Le psaume : « Sur des prés d’herbe fraîche, il me fait reposer. Il me mène vers les eaux tranquilles et me fait revivre ; il me conduit par le juste chemin pour l’honneur de son nom. Si je traverse les ravins de la mort, je ne crains aucun mal, car tu es avec moi, ton bâton [c’est le bâton du berger qui écarte les difficultés] me guide et me rassure ». Sainte Thérèse d’Avila : « Il est des âmes qui ont pour principe, lorsqu’elles arrivent à l’oraison de quiétude et à goûter les régals et délices qu’accorde le Seigneur, de croire que c’est une grande chose que de ne rien faire d’autre que de les savourer, et que c’est même le moyen d’y parvenir.

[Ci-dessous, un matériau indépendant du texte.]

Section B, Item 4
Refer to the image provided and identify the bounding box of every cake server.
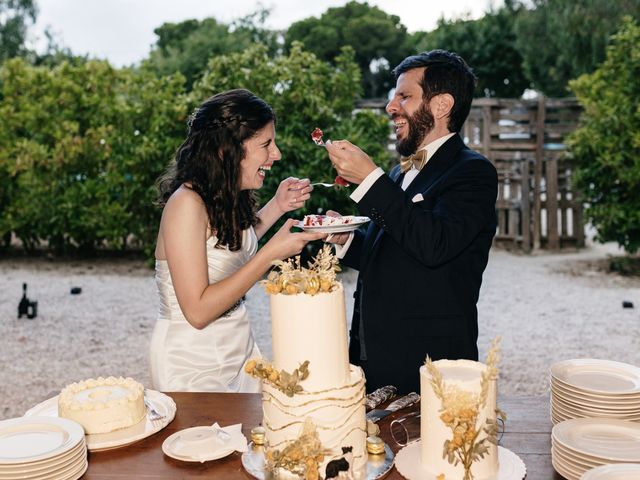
[367,392,420,422]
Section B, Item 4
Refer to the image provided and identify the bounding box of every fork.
[144,397,165,423]
[310,182,336,188]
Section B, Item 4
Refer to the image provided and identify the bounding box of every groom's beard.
[396,100,435,157]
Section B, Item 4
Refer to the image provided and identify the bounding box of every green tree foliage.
[412,0,529,97]
[191,43,391,218]
[516,0,640,97]
[145,10,277,88]
[569,17,640,253]
[0,59,186,252]
[0,0,38,62]
[285,1,410,97]
[0,45,390,256]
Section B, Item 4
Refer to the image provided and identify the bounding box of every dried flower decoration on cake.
[244,359,309,397]
[265,418,327,480]
[425,337,506,480]
[264,245,340,295]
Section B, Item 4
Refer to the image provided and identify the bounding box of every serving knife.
[367,392,420,423]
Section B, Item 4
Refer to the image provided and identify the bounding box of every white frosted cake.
[420,360,498,480]
[58,377,147,434]
[254,251,367,479]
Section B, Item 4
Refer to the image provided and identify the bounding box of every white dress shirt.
[334,132,456,258]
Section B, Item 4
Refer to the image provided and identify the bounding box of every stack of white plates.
[0,417,87,480]
[551,359,640,424]
[551,418,640,480]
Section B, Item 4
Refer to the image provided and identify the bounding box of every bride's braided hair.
[159,89,275,251]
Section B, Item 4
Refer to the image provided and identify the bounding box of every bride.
[150,90,323,392]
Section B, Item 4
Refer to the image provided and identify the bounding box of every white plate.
[0,415,84,465]
[162,426,235,462]
[551,418,640,462]
[551,444,603,470]
[551,378,640,410]
[551,376,640,405]
[396,440,527,480]
[551,400,640,422]
[0,441,87,474]
[551,358,640,395]
[295,215,369,233]
[580,463,640,480]
[551,458,583,480]
[0,442,87,479]
[24,389,176,452]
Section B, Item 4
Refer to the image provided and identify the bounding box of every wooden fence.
[359,97,584,252]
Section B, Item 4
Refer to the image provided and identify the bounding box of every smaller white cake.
[58,377,147,434]
[420,360,498,480]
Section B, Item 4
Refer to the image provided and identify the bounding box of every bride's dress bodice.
[151,228,259,392]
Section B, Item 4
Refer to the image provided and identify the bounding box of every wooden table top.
[82,392,563,480]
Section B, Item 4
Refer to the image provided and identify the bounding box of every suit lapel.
[406,134,464,198]
[361,134,464,270]
[361,165,404,266]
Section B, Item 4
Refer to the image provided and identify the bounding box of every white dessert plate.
[551,358,640,395]
[162,426,235,462]
[551,376,640,405]
[24,389,176,452]
[551,418,640,462]
[551,458,584,480]
[553,400,640,421]
[580,463,640,480]
[295,215,369,233]
[551,445,603,470]
[0,415,84,465]
[0,441,87,474]
[0,442,87,479]
[396,440,527,480]
[0,456,87,480]
[551,378,640,404]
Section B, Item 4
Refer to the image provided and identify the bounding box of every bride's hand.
[274,177,313,213]
[262,218,327,260]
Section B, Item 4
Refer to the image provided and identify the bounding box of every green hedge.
[0,45,390,256]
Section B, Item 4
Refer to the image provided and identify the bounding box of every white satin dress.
[150,228,260,392]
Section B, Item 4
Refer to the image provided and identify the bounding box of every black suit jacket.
[342,135,498,392]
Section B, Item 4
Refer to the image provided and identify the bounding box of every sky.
[31,0,502,67]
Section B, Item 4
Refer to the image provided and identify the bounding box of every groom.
[327,50,497,393]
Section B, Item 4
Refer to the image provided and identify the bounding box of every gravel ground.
[0,245,640,420]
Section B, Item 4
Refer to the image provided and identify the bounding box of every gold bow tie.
[400,148,427,173]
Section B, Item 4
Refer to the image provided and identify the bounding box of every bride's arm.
[255,177,313,238]
[160,188,322,329]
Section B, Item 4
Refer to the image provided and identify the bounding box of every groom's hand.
[324,210,351,245]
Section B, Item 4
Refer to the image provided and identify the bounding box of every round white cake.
[420,360,498,480]
[58,377,147,434]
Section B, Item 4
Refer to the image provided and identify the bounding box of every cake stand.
[242,442,394,480]
[396,440,527,480]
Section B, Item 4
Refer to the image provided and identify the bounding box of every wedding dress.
[150,228,260,392]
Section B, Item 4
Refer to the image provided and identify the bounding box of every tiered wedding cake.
[248,247,367,478]
[58,377,147,434]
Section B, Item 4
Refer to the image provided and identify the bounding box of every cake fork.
[144,397,164,423]
[310,182,336,188]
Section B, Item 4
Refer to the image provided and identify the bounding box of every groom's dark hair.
[393,50,476,132]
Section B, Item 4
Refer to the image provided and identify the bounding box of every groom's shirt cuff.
[345,167,384,203]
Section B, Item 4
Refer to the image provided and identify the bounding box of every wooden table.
[82,393,563,480]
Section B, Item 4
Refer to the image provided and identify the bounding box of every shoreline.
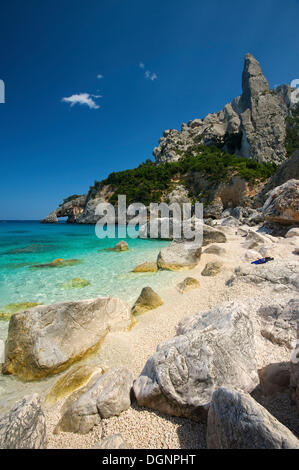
[0,227,299,449]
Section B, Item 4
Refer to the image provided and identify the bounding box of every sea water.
[0,222,184,415]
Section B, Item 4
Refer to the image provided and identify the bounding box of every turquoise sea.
[0,221,186,415]
[0,222,182,339]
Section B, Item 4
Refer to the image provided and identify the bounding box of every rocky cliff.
[153,54,292,164]
[42,54,299,224]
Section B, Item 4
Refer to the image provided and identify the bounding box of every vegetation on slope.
[59,194,80,206]
[90,145,277,205]
[285,107,299,157]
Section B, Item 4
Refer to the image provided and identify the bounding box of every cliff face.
[42,54,299,224]
[153,54,292,164]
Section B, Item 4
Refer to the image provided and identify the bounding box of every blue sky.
[0,0,299,219]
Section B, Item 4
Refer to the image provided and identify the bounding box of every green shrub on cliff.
[285,107,299,157]
[90,145,276,205]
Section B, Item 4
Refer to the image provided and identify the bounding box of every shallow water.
[0,222,182,414]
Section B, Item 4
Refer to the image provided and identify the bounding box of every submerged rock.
[46,365,103,405]
[132,287,163,315]
[0,302,42,320]
[132,261,158,273]
[0,393,46,449]
[177,277,200,294]
[201,261,223,277]
[207,387,299,449]
[3,243,55,255]
[61,277,90,289]
[204,245,226,256]
[112,240,129,251]
[32,258,82,269]
[3,297,132,380]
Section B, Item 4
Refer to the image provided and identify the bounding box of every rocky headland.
[0,54,299,449]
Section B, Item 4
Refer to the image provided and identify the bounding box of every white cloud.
[139,62,158,82]
[149,73,158,81]
[62,93,101,109]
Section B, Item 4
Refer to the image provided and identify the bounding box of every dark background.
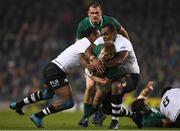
[0,0,180,101]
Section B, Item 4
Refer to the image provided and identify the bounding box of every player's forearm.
[85,44,95,59]
[104,51,128,68]
[80,53,89,68]
[119,26,130,40]
[91,76,108,85]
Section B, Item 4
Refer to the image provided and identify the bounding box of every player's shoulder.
[79,17,89,24]
[116,34,131,44]
[102,15,115,20]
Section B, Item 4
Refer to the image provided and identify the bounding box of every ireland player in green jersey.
[76,2,129,125]
[76,2,129,39]
[81,43,141,127]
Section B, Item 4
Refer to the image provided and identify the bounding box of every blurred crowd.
[0,0,180,101]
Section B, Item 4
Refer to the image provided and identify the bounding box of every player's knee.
[63,99,74,109]
[42,88,54,99]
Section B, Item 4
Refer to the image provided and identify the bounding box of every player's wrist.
[89,55,96,61]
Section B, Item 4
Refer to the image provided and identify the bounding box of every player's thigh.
[55,85,72,101]
[116,74,139,94]
[93,88,107,104]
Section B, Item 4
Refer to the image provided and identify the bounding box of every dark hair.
[85,27,98,37]
[161,86,173,96]
[102,23,116,32]
[87,2,102,11]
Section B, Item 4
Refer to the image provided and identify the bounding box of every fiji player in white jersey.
[10,27,100,127]
[82,23,140,129]
[160,87,180,128]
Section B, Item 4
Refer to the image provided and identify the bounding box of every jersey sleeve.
[115,38,132,52]
[112,17,121,32]
[76,21,85,40]
[94,36,104,46]
[93,44,104,58]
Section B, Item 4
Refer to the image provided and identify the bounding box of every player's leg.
[10,85,54,115]
[137,81,154,100]
[31,85,74,127]
[80,88,106,127]
[10,63,58,115]
[109,74,139,129]
[31,63,71,127]
[78,76,96,125]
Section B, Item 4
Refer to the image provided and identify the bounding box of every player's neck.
[89,17,103,27]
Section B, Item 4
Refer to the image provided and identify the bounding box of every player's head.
[99,43,115,62]
[85,27,100,42]
[87,2,102,24]
[161,86,173,96]
[131,99,150,113]
[101,23,117,43]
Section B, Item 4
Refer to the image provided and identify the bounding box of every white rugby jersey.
[160,88,180,122]
[51,37,91,73]
[94,34,140,74]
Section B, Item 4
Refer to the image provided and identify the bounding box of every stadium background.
[0,0,180,110]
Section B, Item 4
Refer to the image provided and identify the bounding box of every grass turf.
[0,110,179,130]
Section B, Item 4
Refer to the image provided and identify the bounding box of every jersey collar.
[89,17,103,27]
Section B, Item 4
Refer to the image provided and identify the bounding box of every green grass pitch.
[0,110,178,130]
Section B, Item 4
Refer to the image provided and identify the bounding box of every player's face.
[91,30,101,42]
[99,49,111,62]
[101,27,116,43]
[88,7,102,24]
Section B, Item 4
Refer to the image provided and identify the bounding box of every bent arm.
[79,53,89,68]
[105,51,129,68]
[119,26,130,40]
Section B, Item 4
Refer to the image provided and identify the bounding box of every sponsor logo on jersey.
[49,79,59,87]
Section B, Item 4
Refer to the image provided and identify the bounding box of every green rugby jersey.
[76,15,121,39]
[142,108,164,127]
[93,44,126,79]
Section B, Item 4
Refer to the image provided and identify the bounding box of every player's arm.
[76,22,85,40]
[79,53,89,68]
[113,18,130,40]
[119,26,130,40]
[85,69,110,85]
[104,51,129,68]
[85,44,105,73]
[79,53,97,71]
[137,81,154,100]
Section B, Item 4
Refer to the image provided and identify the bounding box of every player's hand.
[147,81,154,91]
[91,59,105,74]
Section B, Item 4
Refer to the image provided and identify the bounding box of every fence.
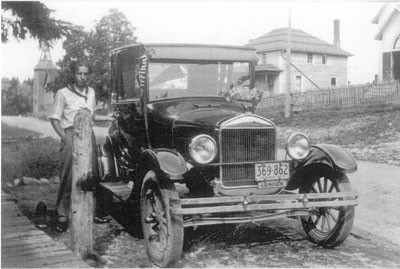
[257,81,400,113]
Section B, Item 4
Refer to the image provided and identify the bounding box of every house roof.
[372,3,400,40]
[246,28,352,57]
[371,3,389,24]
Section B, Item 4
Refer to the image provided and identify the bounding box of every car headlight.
[189,135,217,164]
[286,133,310,160]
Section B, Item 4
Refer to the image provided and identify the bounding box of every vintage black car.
[98,44,357,266]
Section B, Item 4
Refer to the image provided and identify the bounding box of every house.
[246,20,352,96]
[33,46,59,117]
[372,3,400,81]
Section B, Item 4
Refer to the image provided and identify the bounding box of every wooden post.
[70,109,93,257]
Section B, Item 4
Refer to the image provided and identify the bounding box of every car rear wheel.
[300,172,354,248]
[140,171,183,267]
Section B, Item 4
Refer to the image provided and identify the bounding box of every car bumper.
[171,191,358,227]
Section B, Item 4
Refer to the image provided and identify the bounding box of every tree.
[1,77,33,115]
[1,1,72,46]
[48,9,137,102]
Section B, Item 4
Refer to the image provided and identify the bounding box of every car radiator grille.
[221,129,276,187]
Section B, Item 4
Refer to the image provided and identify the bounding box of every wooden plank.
[2,252,83,268]
[1,227,43,239]
[70,109,96,255]
[1,244,71,258]
[1,234,56,249]
[1,216,33,225]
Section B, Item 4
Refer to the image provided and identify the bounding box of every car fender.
[140,148,188,180]
[287,144,357,190]
[301,144,357,173]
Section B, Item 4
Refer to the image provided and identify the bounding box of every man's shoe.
[93,217,111,224]
[56,221,68,230]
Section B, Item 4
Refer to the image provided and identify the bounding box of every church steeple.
[33,44,58,117]
[34,43,57,71]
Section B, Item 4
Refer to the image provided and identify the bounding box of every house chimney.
[333,19,340,49]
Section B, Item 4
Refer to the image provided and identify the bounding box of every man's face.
[75,66,89,87]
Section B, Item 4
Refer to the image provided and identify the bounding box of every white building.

Mais croyez-moi, ne vous laissez pas inhiber à ce point, la vie est longue, les épreuves nombreuses, et nous devons considérer comment notre modèle le Christ les a endurées, et même ses apôtres, ses saints, afin de les supporter avec perfection » (6e demeure VII, 13, p. 991)

Chers auditeurs, retenez-le, le Seigneur est mon berger, qu’il soit votre berger, suivez-le en méditant sa vie.

Deuxième lecture (Ph 4, 12-14.19-20)

Frères, je sais vivre de peu, je sais aussi être dans l’abondance. J’ai été formé à tout et pour tout : à être rassasié et à souffrir la faim, à être dans l’abondance et dans les privations. Je peux tout en celui qui me donne la force. Cependant, vous avez bien fait de vous montrer solidaires quand j’étais dans la gêne. Et mon Dieu comblera tous vos besoins selon sa richesse, magnifiquement, dans le Christ Jésus. Gloire à Dieu notre Père pour les siècles des siècles. Amen. – Parole du Seigneur. 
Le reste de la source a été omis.